The Indian government, in fact, has sent Cambridge Analytica a notice to ask whether it had harvested the data of Indians while working here, to profile citizens, to influence voting behaviour.
There can be little doubt Facebook allowing Cambridge Analytica to get the data of 50 million people was illegal. But what if, instead, Facebook harvested the data itself to push, say, the kind of political targeted ads that Cambridge Analytica did? One ad for the rust-belt types who have lost their jobs, another for traditional Democrats, one for Hispanics, another for African-Americans …? Or, if the same was done in India for the BJP, one ad for hard-core Hindus, one for Muslim women who have benefitted from the party’s stance on triple talaq, another for those interested in economic growth, etc? Most would cry foul, arguing as they are in the Cambridge Analytica case, that their personal space has been violated, that their profiles and what they did on Facebook had been spied upon to figure out their personality type or political leanings so that specific ads could be targeted at them. The Indian government, in fact, has sent Cambridge Analytica a notice to ask whether it had harvested the data of Indians while working here, to profile citizens, to influence voting behaviour.

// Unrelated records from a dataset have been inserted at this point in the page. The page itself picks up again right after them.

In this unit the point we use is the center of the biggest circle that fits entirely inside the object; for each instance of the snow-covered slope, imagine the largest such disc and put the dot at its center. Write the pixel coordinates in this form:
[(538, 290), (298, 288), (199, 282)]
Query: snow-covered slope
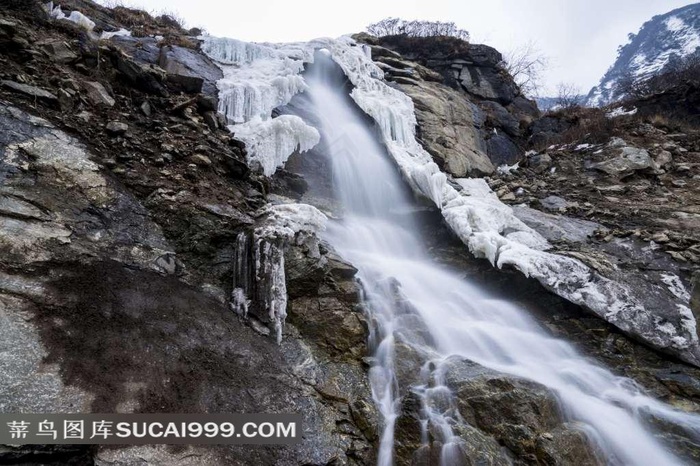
[(488, 227), (660, 43)]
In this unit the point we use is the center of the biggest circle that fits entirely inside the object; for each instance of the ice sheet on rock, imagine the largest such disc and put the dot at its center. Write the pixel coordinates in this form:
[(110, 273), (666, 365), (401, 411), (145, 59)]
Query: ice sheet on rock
[(120, 33), (257, 77), (286, 220), (269, 143), (675, 286), (487, 226), (258, 272), (55, 12)]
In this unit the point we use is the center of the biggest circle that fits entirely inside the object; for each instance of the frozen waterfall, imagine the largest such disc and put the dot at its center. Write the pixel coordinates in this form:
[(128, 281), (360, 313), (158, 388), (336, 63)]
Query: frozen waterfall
[(450, 317)]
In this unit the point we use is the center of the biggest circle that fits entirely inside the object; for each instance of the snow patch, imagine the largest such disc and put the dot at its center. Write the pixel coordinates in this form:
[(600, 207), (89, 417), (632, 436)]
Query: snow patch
[(675, 286), (259, 259), (270, 142), (620, 111), (257, 79), (487, 226)]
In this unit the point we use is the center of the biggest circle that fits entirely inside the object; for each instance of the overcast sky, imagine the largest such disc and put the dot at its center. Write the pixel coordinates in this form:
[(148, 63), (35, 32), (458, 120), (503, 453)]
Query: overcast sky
[(580, 37)]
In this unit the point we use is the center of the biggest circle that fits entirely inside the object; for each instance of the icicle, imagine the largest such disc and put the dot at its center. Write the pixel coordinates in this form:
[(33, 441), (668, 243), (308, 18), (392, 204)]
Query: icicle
[(270, 143)]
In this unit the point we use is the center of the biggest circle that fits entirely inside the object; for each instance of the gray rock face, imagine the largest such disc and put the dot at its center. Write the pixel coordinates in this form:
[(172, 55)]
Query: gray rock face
[(59, 51), (116, 128), (424, 67), (556, 227), (30, 91), (630, 160), (189, 71), (84, 267), (521, 415), (447, 128), (97, 94), (502, 150)]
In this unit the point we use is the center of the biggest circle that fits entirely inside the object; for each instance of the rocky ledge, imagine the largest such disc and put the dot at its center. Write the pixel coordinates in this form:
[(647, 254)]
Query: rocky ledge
[(121, 199)]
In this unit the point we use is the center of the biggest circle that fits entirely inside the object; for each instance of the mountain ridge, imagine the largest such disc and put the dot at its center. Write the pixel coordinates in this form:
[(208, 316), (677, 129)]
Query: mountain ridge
[(661, 42)]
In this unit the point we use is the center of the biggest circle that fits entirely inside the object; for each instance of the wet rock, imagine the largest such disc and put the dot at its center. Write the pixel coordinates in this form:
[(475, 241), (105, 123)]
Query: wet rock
[(201, 160), (554, 203), (85, 266), (548, 130), (146, 108), (143, 50), (695, 297), (501, 118), (663, 158), (189, 71), (116, 128), (97, 94), (556, 227), (520, 414), (142, 76), (502, 151), (540, 162), (59, 51), (630, 160), (447, 128), (30, 91), (211, 121)]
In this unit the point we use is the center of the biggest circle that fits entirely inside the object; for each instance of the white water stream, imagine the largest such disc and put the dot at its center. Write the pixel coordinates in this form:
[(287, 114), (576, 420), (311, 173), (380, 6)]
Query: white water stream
[(460, 318)]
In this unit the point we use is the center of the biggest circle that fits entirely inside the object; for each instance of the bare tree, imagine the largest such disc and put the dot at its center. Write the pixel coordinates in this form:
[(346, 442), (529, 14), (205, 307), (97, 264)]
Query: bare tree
[(525, 64), (397, 26), (569, 96)]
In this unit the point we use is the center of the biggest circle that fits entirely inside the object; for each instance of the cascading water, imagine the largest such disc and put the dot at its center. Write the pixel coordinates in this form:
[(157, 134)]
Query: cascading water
[(460, 319)]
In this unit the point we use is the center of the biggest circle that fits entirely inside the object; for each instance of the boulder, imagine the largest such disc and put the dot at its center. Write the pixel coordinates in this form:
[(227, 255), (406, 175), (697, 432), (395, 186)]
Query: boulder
[(554, 203), (189, 71), (59, 51), (145, 77), (487, 83), (97, 94), (30, 91), (630, 160), (540, 162), (556, 227), (520, 414), (548, 130), (447, 129), (500, 118), (116, 128), (502, 150)]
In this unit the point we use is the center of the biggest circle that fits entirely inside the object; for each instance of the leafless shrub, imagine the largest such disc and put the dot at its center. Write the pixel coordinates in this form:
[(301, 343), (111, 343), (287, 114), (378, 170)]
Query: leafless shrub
[(397, 26), (569, 96), (525, 64)]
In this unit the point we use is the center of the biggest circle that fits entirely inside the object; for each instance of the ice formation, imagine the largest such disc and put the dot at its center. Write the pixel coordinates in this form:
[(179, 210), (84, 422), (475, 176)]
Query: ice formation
[(120, 33), (271, 142), (488, 227), (257, 79), (77, 17), (259, 259)]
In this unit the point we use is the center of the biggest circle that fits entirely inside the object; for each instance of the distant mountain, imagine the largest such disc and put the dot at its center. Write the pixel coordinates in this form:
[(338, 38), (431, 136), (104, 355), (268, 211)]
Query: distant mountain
[(661, 42), (546, 103), (553, 103)]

There are serious problems in that a Facebook or a Google or any other platform/service must clearly tell people what it plans to do with their data, and whether it will be passed on to third parties and for what—proper consent procedure has to be an integral part of India’s new privacy laws. A consent form that, for instance, will say that while a Google will not cross a line—to, say, reveal the bank account password I mailed my wife—it will scan my mail to see how to target advertisements/services to me better. That, in any case, is what the principle behind big data is—a computer will scan everyone’s information to glean trends but not isolate and highlight any individual’s data. The larger point, however, is that if people want a Facebook or a Gmail free, where did they think the money was coming from to maintain expensive servers, etc? Or did they think Facebook and Google were giant charities? Why would a Google spend so much money on developing Gmail or maps and improving it all the time if this was not going to be monetised? Advertisements, you’d say, but there are no ads on Gmail, so clearly the monetisation would have to take place in another way.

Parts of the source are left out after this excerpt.